Speaking for myself, I do not believe that the Act of 1911, supra, gives the insurance commissioner as such liquidator any authority to levy assessments, on policyholders without a petition to and order of the court, which proceedings should be fully set out in the plaintiff’s statement if suit is brought outside of Dauphin County; but if it does, then I hold that in his levy of such assessment the liquidator must set forth in detail sufficient facts to justify the assessment, just as he would be required to do in a petition to the court for *412authority to levy such assessment, or he must aver such facts in his statement as justify his claim against the defendant; in other words, the statement must be self-supporting and not put the defendant to extraneous research to find out if he legally owes the money claimed.

The mutual insurance policyholder may be compelled to pay for losses of which he had no notice, incurred nearly a score of years before and many years after he ceased to be a policyholder, and when other formerly solvent policyholders are dead and their estates settled, so that practically the entire loss may fall on him; providing only suit is brought within six years after the date of the decree authorizing the. assessment: Schofield v.

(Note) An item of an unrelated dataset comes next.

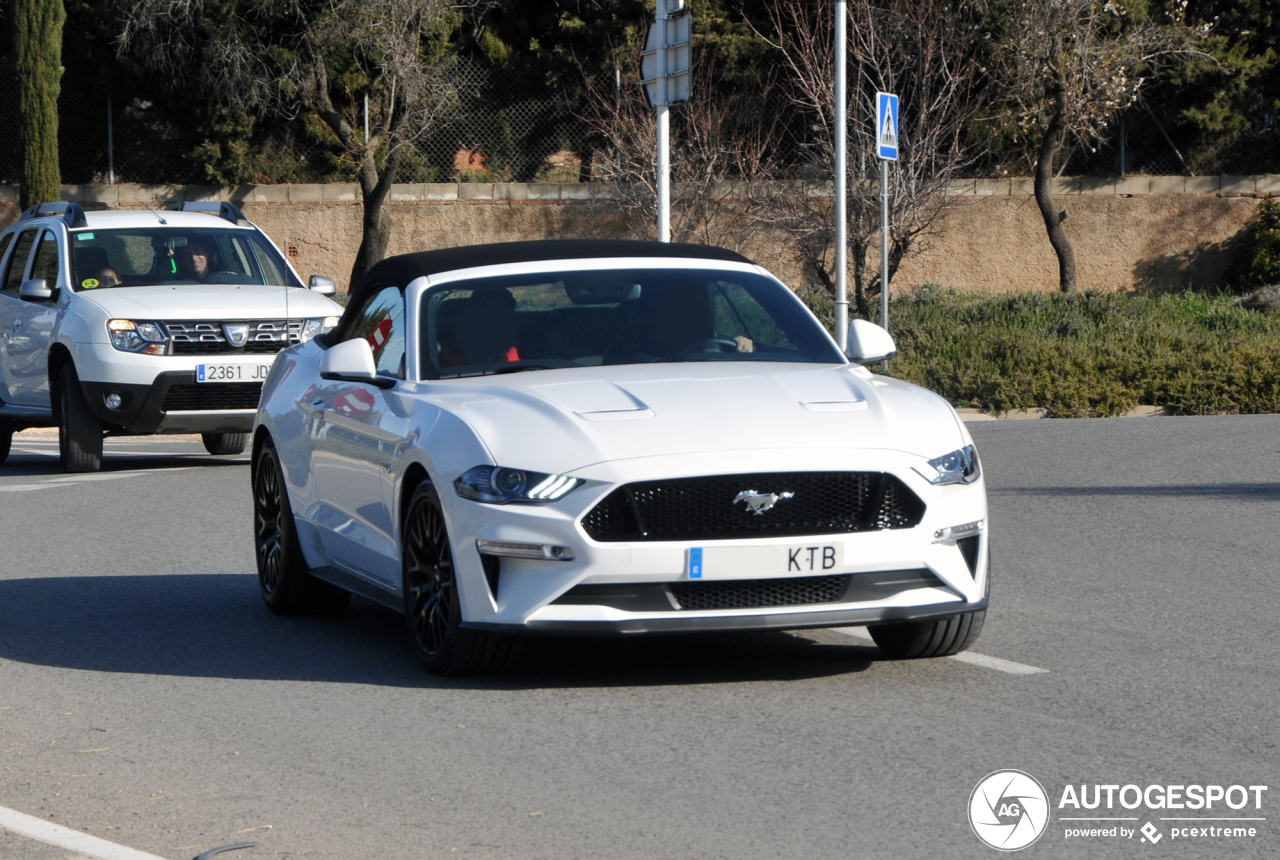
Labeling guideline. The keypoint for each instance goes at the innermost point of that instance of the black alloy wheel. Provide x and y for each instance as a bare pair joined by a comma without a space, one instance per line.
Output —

Turner, 213 Pa. 548. It is, therefore, not too much to require of a receiver or liquidator in such a suit that he set forth fully in his statement the facts on which his assessment is based, in other words, “the material facts on which the party pleading relies for his claim”: Act of May 14, 1915, P. L. 483.

Nothing of the kind was done in this case; there was no order of the Court of Common Pleas of Dauphin County, no details of any assessment, no facts averred from which the liability of the defendant could be determined.

I think the statement filed was insufficient and would, therefore, reverse the judgment and direct judgment to be entered for the defendant, unless the plaintiff within fifteen days filed a full, sufficient and self-supporting statement of claim.

Porter, J., concurs in this dissent.